Last night EINY’s three substitute bloggers braved the Brooklyn night to meet up. The topics under discussion were varied and ranged from employment to enjoyment, from striking to striking out (or not) with women, from Granada to south New Jersey. For a while though, the conversation focussed on EINY himself and how he manages to write so many posts on his blog, all the time. He’s certainly got a lot of opinions but it is a mystery to us where he gets them from, and he meets a lot of interesting people, but it’s another mystery how he meets them.

Later in the night, after some hearty Mexican fare and several ginger ales, we discovered a possible answer to this puzzle. We were chatting away about our families when a woman at the bar, who had been eavesdropping, decided to chip in with her own, not entirely relevant, tuppence worth. In the next ten minutes we learned that she was of Greek extraction; was from Texas; had a mother who suffered from a mental disorder; had a father with a martyr complex; hated Houston, TX; thought our generation were too willing to give when the going got tough; had been in New York for six months, but was leaving because she hated it (NY, apparently, is like a Greek god: you didn’t have to like it but you had to respect it); thought the MTA strikers were evil, evil-doers; and that when she googled herself she came up with only one entry.
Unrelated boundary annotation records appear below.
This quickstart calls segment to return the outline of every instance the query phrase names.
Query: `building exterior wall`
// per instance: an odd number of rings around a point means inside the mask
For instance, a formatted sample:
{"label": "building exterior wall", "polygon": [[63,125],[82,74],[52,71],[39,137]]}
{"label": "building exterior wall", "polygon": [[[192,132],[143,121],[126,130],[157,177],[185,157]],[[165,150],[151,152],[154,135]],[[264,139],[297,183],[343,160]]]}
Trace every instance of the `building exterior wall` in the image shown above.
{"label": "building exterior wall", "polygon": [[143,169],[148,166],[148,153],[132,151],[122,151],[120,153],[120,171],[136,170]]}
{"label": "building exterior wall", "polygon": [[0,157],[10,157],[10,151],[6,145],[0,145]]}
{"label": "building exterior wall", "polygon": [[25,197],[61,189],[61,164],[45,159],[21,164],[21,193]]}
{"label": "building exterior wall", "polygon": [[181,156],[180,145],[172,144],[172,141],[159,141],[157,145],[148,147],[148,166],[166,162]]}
Perhaps, we idly wondered, she was coming on to us (we are handsome fellows after all). That illusion was shattered when her date arrived and the deluge ended (or, one presumes, diverted to a new channel). I’m from Yorkshire, so I find this sort of indiscriminate chatting that Americans seem to enjoy both unsavoury and unsettling, but Yorkshire folk are not especially adverse to sharing their opinions with people, and perhaps that explains EINY’s prolific blogging: he’s a Yorkshireman gone native.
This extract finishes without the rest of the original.